The United States has an Embassy or Consulate in countries where it currently maintains diplomatic relations. An Embassy can fulfill all exit requirements/visas for an adopted child. A Consulate can handle most of the exit requirements and the adoptive family may need to travel to the country’s US Embassy later to complete exit requirements.
Emotional Disturbance
Severe, pervasive or chronic emotional condition that prevents a child from performing everyday tasks. This condition is characterized by an inability to build or maintain relationships, inappropriate behaviors or feelings under normal circumstances, a pervasive mood of unhappiness or depression or a tendency to develop physical symptoms or fears related to personal or school problems. Children may require special classrooms and teachers trained to help children with these special needs. School systems may have varying "levels" and processes for educational planning.
Employer Assistance
Adoption benefits provided to employees by employers which may include direct cash assistance for adoption expenses, reimbursement of approved adoption expenses, paid or unpaid leave, (beyond federal leave requirements established through the Family and Medical Leave Act of 1993) and resource and referral services. For a list of employers who provide benefits, call the National Adoption Center at (800)-TO-ADOPT.
Epilepsy is a disorder that results from the surges in electrical signals inside the brain, causing recurring seizures. Some people with epilepsy simply stare blankly for a few seconds during a seizure, while others have convulsions. It is not uncommon to experience an unprovoked seizure once in one’s lifetime. Having one seizure does not mean someone has epilepsy or another seizure disorder. Epilepsy affects 1-2% of the population of the United States. About 125,000 new cases of epilepsy are diagnosed each year, and a significant number of children and adults that have not been diagnosed or treated have epilepsy. Treatment usually includes medications. Some children show no symptoms as they get older and some develop epilepsy later in life.
Equitable Adoption
The legal process used in some states to establish inheritance rights of a child, when the prospective adoptive parent had entered into an oral contract to adopt the child and the child was placed with the parent but the adoption was not finalized before the parent died.

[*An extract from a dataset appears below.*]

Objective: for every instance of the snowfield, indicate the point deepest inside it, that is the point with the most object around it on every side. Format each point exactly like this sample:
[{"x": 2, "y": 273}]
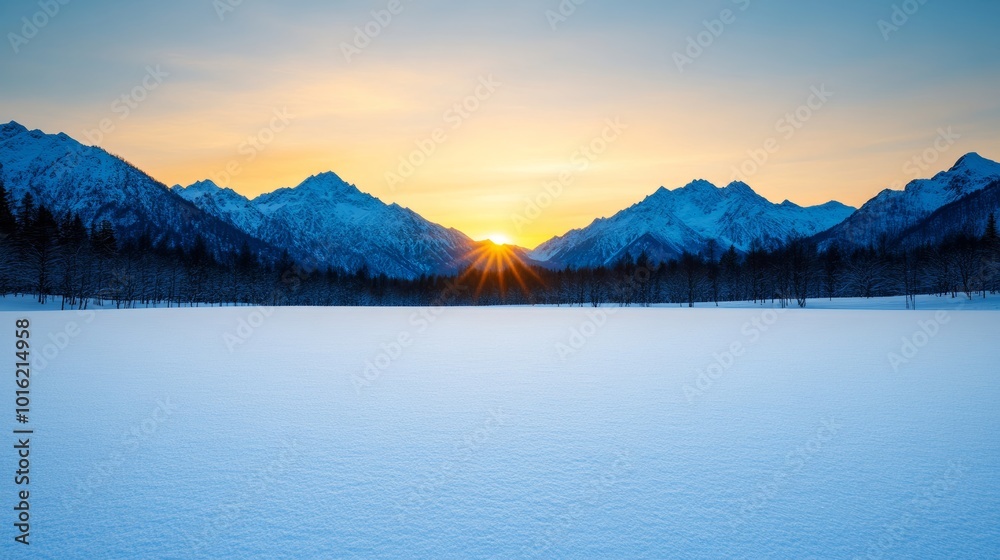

An individual or group who supervise the transit of children from sending to receiving countries.
Evaluation of Family Progress
The stage of the CPS case process where the CPS caseworker measures changes in family behaviors and conditions (risk factors), monitors risk elimination or reduction, assesses strengths and determines case closure.
Exempt Provider
A social work professional or organization that only performs a home study or a child background study in the United States in connection with a Hague Convention adoption, and does not provide any of the other adoption services. However, the home study performed, must subsequently, be approved by an accredited adoption service provider.
Exit Visa/Process
The process/paperwork required for a child who has been adopted and now needs travel and immigration documents from the source country and the US Embassy before leaving the country (passport) and entering the US (immigrant visa). As a part of the immigrant visa application/exit process, the child will be examined by a U.S. approved foreign physician, to ensure that the child does not have a medical condition that the adoptive parents were uninformed about.
Expectant Parent
The term "expectant parent" is the preferred term over birth parent. One becomes a birth parent when their parental rights have been terminated. At Adoption STAR, if you are pregnant, then you are considered an expectant parent. Pregnancy in itself is a form of parenting. Adoption STAR encourages expectant parents to cherish their pregnancies and birth experiences and to be as involved as they wish in the adoption process.
Extended Family
A child’s relatives (other than parents) such as aunts, uncles, grandparents and sometimes close friends or birth family members.